Signalé par Luc, Les planificateurs, c’est l’histoire de Laesaeng, enfant abandonné, recueilli par père Raton-Laveur, lequel dirige un groupe de tueurs à gages, à partir de son quartier général, La bibliothèque. Chaque assassinat est soigneusement préparé par un planificateur, qui reste dans l’ombre. Au tueur de suivre à la lettre les instructions du planificateur, sinon c’est là où les problèmes peuvent commencer. Laesaeng va se heurter à Hanja, recueilli comme lui par père Raton-Laveur, et qui a fondé une entreprise concurrente. Laesaeng croise plusieurs fois Poilu, qui incinère les corps contre quelques billets. Laesaeng rencontre aussi Mitto, et son destin par la même occasion.

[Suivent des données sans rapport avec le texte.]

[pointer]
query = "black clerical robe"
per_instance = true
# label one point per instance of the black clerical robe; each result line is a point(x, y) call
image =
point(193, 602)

Le livre commence comme un film de Tarantino. Avec des conversations tranquilles et la mort comme unique issue. D’ailleurs, c’est ça le sujet du livre, quelle issue pour Laesaeng ? Quelle sorte d’issue ? Quel sens à l’issue ? J’ai aimé l’histoire, les personnages, et les bribes de vie coréenne que le récit distille. J’ai aimé le courage et la force de vie du héros. Dépaysant et sanglant. Et des planificateurs, il y en a-t-il ici ?

Deux autres polars de Kim Un-Su – grand écrivain coréen – à paraître prochainement.